Tout a commencé le 4 janvier, quand un groupe organisé a dévalisé un dépôt d'armes légères, tuant au passage quatre gardes. Simultanément, le feu a été mis à une vingtaine d'écoles publiques. Cette opération coordonnée a provoqué un choc, même dans ces anciens sultanats où des mouvements séparatistes se sont encore manifestés dans les années 1970-1980.

Le gouvernement a réagi en décrétant la loi martiale. Une valse de généraux, de l'armée comme de la police, et de ministres a suivi. Désorganisés depuis plus de trois ans, quand la police y avait pris la relève de l'armée, les services de renseignement ont été ressoudés.

Parmi la soixantaine de victimes recensées depuis janvier figurent non seulement des membres des forces de l'ordre mais aussi quelques bonzes et des enseignants. Un député de l'opposition a affirmé, le 25 mars, que 103 personnes étaient portées disparues, parmi lesquelles un avocat musulman qui défendait des militants islamistes et qui avait accusé la police de recourir à la torture. Le Bangkok Post a publié, le 28 mars, des témoignages faisant état d'arrestations sans mandat d'arrêt et de mauvais traitements infligés à des suspects.

ÉCOLES CORANIQUES

La piste du terrorisme islamiste serait-elle la bonne ? Après tout, c'est dans le centre de la Thaïlande qu'a été capturé, en août, l'Indonésien Hambali, principal animateur d'un réseau terroriste régional. D'autres arrestations de suspects ont eu lieu dans le sud du royaume. Après avoir blâmé des "bandits", les autorités ont soupçonné les quelque 300 écoles coraniques du Sud d'abriter des terroristes, et certaines ont fait l'objet de fouilles. La crise a ensuite pris une nouvelle tournure avec des mandats d'arrêt lancés le 25 mars contre un député de Narathiwat, membre du parti au pouvoir, et huit autres individus, soupçonnés d'avoir trempé dans les attaques du 4 janvier. Les neuf, ainsi qu'un sénateur et un autre député - mais ces deux derniers ne font pas l'objet de mandats d'arrêt -, ont été dénoncés par un agent électoral placé sous les verrous et qui semble lié à la mafia d'une région où les contrebandes sont florissantes.

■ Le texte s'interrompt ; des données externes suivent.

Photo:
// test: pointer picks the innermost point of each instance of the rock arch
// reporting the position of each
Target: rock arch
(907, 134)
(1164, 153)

Le gouvernement s'est donné trois ans pour y rétablir l'ordre. Quant au plan de développement annoncé, son succès dépendra de la volonté d'en faire bénéficier les populations locales et non des industriels venus d'ailleurs.

Jean-Claude Pomonti

Un premier attentat contre des touristes

Une bombe a fait 28 blessés, samedi soir 27 mars, dans la ville touristique de Sungai Kolok, à la frontière avec la Malaisie. Le premier ministre thaïlandais Thaksin Shinawatra, qui devait partir lundi vers l'Allemagne et la Hongrie, a annulé son voyage et a tenu dimanche une réunion de crise avec des responsables ministériels et militaires. Le porte-parole du gouvernement, Jakrapob Penkair, a déclaré que l'attentat montre que les poseurs de bombe "ont changé de stratégie". Rien n'indique que des groupes étrangers soient derrière l'attentat, a-t-il ajouté.

C'est la première fois qu'un lieu touristique était visé depuis le début des violences, en janvier, dans le sud du pays. Avec ses boîtes de nuit et ses maisons closes, Sungai Kolok est particulièrement fréquenté par des touristes malaisiens. Trois des victimes sont des Malaisiens.